A Procuradoria-Geral da República (PGR) foi acionada pelo Supremo Tribunal Federal (STF) para se manifestar em até 48 horas sobre as explicações apresentadas pela defesa de Jair Bolsonaro pelo suposto descumprimento de medidas cautelares determinadas pelo ministro Alexandre de Moraes. As respostas do ex-presidente chegaram ao STF na manhã desta segunda (25) e agora caberá à PGR emitir parecer que pode levar Moraes a endurecer as medidas — ou não. O relógio corre e a política do empurra-empurra jurídico ganha contornos cada vez mais explícitos: estamos diante de uma disputa sobre impunidade, sobre a lenta restauração da ordem democrática e sobre quem, afinal, tem espaço para continuar sabotando o país.
Defesa, narrativas e a tentativa de normalizar o absurdo
A defesa de Bolsonaro não só nega ter descumprido as medidas, como pede a reconsideração da prisão domiciliar imposta desde 4 de agosto. Em sua resposta, os advogados alegam que o relatório da Polícia Federal contém “vazios de indícios”. “há ‘vazios de indícios’ no relatório feito pela Polícia Federal”, disseram os advogados de Bolsonaro. Além disso, classificaram como irrelevante o rascunho de pedido de asilo político na Argentina encontrado no celular do ex-presidente, afirmando que se trata apenas de uma “sugestão” recebida por Bolsonaro em fevereiro de 2024 e depois descartada. “foi uma ‘sugestão’ recebida pelo ex-presidente em fevereiro de 2024, posteriormente descartada”, afirmou a defesa à colunista Andréia Sadi.
Não dá para engolir fácil essa tentativa de transformar planejamento de fuga e documentação pronta para o exílio em uma nota de rodapé. A direita não se envergonha em maquiar a própria covardia como estratégia política. O cenário é claro: se há rascunhos, áudios e articulações, não é coincidência — é padrão de comportamento.
O que a Polícia Federal diz
O inquérito da PF aponta que Bolsonaro e o deputado Eduardo Bolsonaro atuaram de forma coordenada para pressionar ministros do STF, parlamentares e outras autoridades, num esforço explícito de interferir no julgamento em que o ex-presidente é réu. Audios extraídos do aparelho do ex-presidente indicam articulações com Eduardo e com o pastor Silas Malafaia para intimidar e coagir. Segundo a investigação, as movimentações buscavam, em última instância, proteger interesses pessoais e evitar condenações. A polícia indiciou o ex-presidente e aliados por organização criminosa armada, tentativa de abolir violentamente o Estado Democrático de Direito e tentativa de golpe de Estado.

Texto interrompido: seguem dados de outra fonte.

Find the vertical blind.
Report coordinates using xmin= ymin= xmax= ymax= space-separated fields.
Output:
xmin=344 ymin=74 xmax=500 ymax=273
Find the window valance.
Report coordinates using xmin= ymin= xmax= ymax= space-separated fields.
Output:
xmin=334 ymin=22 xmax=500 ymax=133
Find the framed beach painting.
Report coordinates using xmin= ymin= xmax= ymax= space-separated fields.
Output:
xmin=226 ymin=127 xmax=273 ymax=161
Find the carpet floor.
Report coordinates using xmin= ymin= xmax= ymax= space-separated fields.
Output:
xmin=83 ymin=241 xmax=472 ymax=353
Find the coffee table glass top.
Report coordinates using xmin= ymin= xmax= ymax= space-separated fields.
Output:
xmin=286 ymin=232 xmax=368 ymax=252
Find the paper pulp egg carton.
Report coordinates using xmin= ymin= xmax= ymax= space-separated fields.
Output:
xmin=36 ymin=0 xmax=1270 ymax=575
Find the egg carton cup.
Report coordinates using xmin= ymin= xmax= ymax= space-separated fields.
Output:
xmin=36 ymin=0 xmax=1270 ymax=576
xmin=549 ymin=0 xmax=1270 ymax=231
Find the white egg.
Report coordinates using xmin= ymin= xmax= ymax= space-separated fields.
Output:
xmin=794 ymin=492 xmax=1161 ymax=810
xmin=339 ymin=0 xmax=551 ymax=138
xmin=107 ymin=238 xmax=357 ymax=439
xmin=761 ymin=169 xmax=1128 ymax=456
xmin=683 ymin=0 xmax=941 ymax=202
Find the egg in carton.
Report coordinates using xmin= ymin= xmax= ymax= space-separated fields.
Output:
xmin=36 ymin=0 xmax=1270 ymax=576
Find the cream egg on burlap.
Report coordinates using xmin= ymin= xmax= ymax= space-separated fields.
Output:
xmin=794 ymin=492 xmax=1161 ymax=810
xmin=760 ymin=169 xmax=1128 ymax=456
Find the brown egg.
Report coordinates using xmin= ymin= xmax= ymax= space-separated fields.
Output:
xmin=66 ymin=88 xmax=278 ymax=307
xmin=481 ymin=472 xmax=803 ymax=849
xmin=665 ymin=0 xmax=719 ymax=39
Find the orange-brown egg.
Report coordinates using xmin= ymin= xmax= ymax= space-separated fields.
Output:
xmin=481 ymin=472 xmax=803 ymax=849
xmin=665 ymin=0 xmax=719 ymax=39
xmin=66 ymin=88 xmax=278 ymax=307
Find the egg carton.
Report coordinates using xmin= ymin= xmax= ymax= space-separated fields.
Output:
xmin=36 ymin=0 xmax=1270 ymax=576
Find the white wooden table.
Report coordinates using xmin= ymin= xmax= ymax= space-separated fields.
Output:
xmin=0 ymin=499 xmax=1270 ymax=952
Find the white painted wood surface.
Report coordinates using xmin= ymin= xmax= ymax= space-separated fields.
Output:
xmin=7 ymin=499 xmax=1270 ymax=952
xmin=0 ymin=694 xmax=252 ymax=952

Bolsonaro e seus cúmplices mostraram que preferem a fuga à responsabilização. Não é bravata: é estratégia de sobrevivência política quando faltam argumentos democráticos e sobra disposição para atropelar instituições.
A existência de um arquivo editável de 33 páginas, com campo para a assinatura de Bolsonaro, que configuraria um eventual pedido de asilo na Argentina desde fevereiro de 2024, é peça central desse quebra-cabeça. Ou alguém espera que planos de contingência com layout pronto e local para assinatura sejam apenas “sugestões”? Essa narrativa só se sustenta se aceitarmos que a arte do teatro substituiu o sentido comum.
Enquanto isso, setores conservadores e midiáticos tentam transformar as evidências em meras disputas retóricas, como se intimidar juízes e arquitetar rotas de fuga fosse apenas um mal-entendido entre amigos. Não é. É tentativa de golpe consumada nas urnas e refratada na vida pública.
Se a PGR emitir um parecer firme, Moraes tem munição para impor medidas mais duras; se agir com frouxidão, o recado será claro: a extrema direita segue tendo espaço para chutar o Estado de direito. Do lado progressista e popular, é hora de manter pressão: o país precisa de responsabilização, de reforço das instituições e de avanço de um projeto que enfrente as forças que querem privatizar tudo e transformar direitos em mercadoria. A história não perdoa quem protege quem deve responder pelos atos — e a luta para impedir a volta dos que destruíram o país continua.